In Schrafft’s or on the run
To my demanding clients,
I read you in the silence
Of the spell you spun.
My dearest Englishman,
My stubborn unmet friend.”

That’s how we read certain writers, just as we seek the company of certain friends for reasons we may not understand. Few human capacities are more important than friendship, with its mingling of intimacy and trust, reliance and autonomy, and I know from experience that writers frequently grow into unmet friends. Reading Sissman again felt like the impulse to renew a friendship that had grown a little stale from disuse. As Johnson told Boswell: “A man, Sir, should keep his friendship in constant repair.” Another book I had with me was Robert Melançon’s For as Far as the Eye Can See (trans. Judith Cowan, Biblioasis, 2013), one of my favorite recent poetry collections. Here is 120 from that collection:

“The reader who’s lifted his eyes from his book
perceives the sky above as the true ocean,
the immense expanse of blue enclosing

“the whole earth, at whose end we might tumble
out of everything, should we ever find that end.
An enormous white cloud appears as

“the crest of foam on a wave; it breaks and
streams in tatters while a pair of gulls fly through
the hollow space where blue ebbs and flows.

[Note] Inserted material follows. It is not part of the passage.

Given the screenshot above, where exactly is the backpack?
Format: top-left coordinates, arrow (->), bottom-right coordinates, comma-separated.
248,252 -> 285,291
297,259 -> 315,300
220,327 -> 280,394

“Before picking up the thread of the sentence
Where he left off, this reader will have scanned
A summer afternoon’s supreme iambic.”

Melançon identifies that magical moment when, after being lost in a book, consciousness returns to our immediate surroundings and everything looks a little different, at once familiar and strange. The power of a book to induce self-forgetting ought to frighten us.